Domestic rating agency ICRA has projected India’s gross domestic product (GDP) to grow at 6.4% in the December quarter of FY25, citing enhanced government spending as a key driver. The Indian economy saw a slowdown in the previous quarter due to weak capital expenditure and sluggish consumption, but signs of recovery are emerging.
Domestic rating agency ICRA, a leading Indian credit rating agency, has forecasted that India’s GDP will grow at 6.4% in the third quarter (October-December) of FY25. The growth is expected to be driven by higher government spending, improved export performance, and a recovery in investment activity.
The Indian economy saw a slowdown in the previous quarter, with GDP growth falling to 5.4% in Q2 FY25, a seven-quarter low. The decline was primarily attributed to sluggish government capital expenditure due to the 2024 general elections, weak domestic consumption, and inflationary pressures.
ICRA’s GDP Growth Estimates
According to ICRA Chief Economist Aditi Nayar, India’s economic performance in Q3 FY25 benefitted from:
- A significant rise in aggregate government spending, including capital and revenue expenditure by both the central and state governments.
- High growth in services exports and a turnaround in merchandise exports.
- Healthy agricultural output, boosting rural sentiment.

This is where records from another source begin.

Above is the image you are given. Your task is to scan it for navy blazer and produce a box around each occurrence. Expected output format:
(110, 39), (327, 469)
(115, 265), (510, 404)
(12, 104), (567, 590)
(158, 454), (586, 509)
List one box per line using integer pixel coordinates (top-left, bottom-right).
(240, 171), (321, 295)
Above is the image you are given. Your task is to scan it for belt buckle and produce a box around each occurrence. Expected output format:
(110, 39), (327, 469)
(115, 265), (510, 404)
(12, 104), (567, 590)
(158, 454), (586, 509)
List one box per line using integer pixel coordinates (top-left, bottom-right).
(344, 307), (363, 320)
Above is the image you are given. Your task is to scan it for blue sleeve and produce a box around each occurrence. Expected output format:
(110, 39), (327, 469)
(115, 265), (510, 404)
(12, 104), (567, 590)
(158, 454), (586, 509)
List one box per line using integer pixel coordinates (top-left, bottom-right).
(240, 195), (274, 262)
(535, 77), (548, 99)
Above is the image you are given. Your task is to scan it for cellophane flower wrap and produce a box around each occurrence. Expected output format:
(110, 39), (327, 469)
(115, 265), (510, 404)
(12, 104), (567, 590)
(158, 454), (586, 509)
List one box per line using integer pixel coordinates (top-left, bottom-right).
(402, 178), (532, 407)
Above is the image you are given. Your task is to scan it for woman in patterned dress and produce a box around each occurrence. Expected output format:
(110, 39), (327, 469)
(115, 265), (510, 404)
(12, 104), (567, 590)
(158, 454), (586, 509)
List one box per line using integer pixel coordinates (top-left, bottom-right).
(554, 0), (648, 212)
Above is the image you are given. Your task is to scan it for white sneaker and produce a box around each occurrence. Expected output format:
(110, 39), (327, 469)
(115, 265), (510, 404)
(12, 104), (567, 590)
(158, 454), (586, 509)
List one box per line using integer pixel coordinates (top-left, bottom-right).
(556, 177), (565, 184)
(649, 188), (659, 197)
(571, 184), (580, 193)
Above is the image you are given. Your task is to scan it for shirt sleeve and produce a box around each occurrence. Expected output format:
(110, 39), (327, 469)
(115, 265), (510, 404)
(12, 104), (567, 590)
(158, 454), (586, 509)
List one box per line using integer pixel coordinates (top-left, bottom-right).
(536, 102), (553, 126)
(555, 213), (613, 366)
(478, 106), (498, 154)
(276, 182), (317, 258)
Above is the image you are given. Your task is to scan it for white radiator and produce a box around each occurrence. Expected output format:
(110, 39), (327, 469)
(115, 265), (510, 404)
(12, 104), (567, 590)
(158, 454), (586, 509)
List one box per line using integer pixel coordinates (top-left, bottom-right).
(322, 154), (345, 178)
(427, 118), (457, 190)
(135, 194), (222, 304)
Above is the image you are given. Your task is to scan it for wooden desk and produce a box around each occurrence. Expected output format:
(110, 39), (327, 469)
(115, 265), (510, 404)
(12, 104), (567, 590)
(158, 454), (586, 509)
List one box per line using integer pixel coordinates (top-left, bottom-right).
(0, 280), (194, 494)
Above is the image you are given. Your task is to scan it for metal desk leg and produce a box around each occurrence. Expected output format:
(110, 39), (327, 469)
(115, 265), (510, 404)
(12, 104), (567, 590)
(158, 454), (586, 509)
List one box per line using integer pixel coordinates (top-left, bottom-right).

The government’s capital expenditure (capex) surged to a six-quarter high of 47.7% in Q3, up from 10.3% in Q2, signaling a strong push for infrastructure development.
Official GDP Data Release on February 28
The National Statistical Office (NSO) will release the official GDP data for Q3 FY25 on February 28. Additionally, the second advance estimate for India’s full-year GDP growth in FY25 will be published. In its first advance estimate, NSO had projected a 6.4% GDP growth for the full fiscal year, marking a four-year low.
Meanwhile, the Reserve Bank of India (RBI) expects India’s GDP growth to be 6.6% for FY25, slightly higher than NSO’s estimate.
Investment and Consumption Trends
ICRA highlighted that investment activity in Q3 showed improvement, as indicated by the increase in:
- Capital and infrastructure goods output.
- Cement production and engineering goods exports.
- Government capex growth, which surged significantly from Q2.
Despite uneven consumption trends, sectors like mining and electricity showed recovery after weather-related challenges in the previous quarter.
Q2 GDP Slump Raises Recovery Hopes
India’s GDP growth of 5.4% in Q2 FY25 was the slowest in nearly two years, falling below economists’ expectations. A Mint poll of 25 economists had projected 6.5% growth for Q2, but the slowdown in government spending and weak consumer demand weighed on economic performance.
However, with higher capital expenditure and policy support, economists are optimistic that India’s growth will gain momentum in the second half of FY25.
While India’s economy still faces challenges in consumption and inflation, the ICRA projection of 6.4% Q3 GDP growth suggests a partial recovery from the Q2 slump. The upcoming NSO data on February 28 will provide a clearer picture of the country’s economic trajectory for the rest of the fiscal year.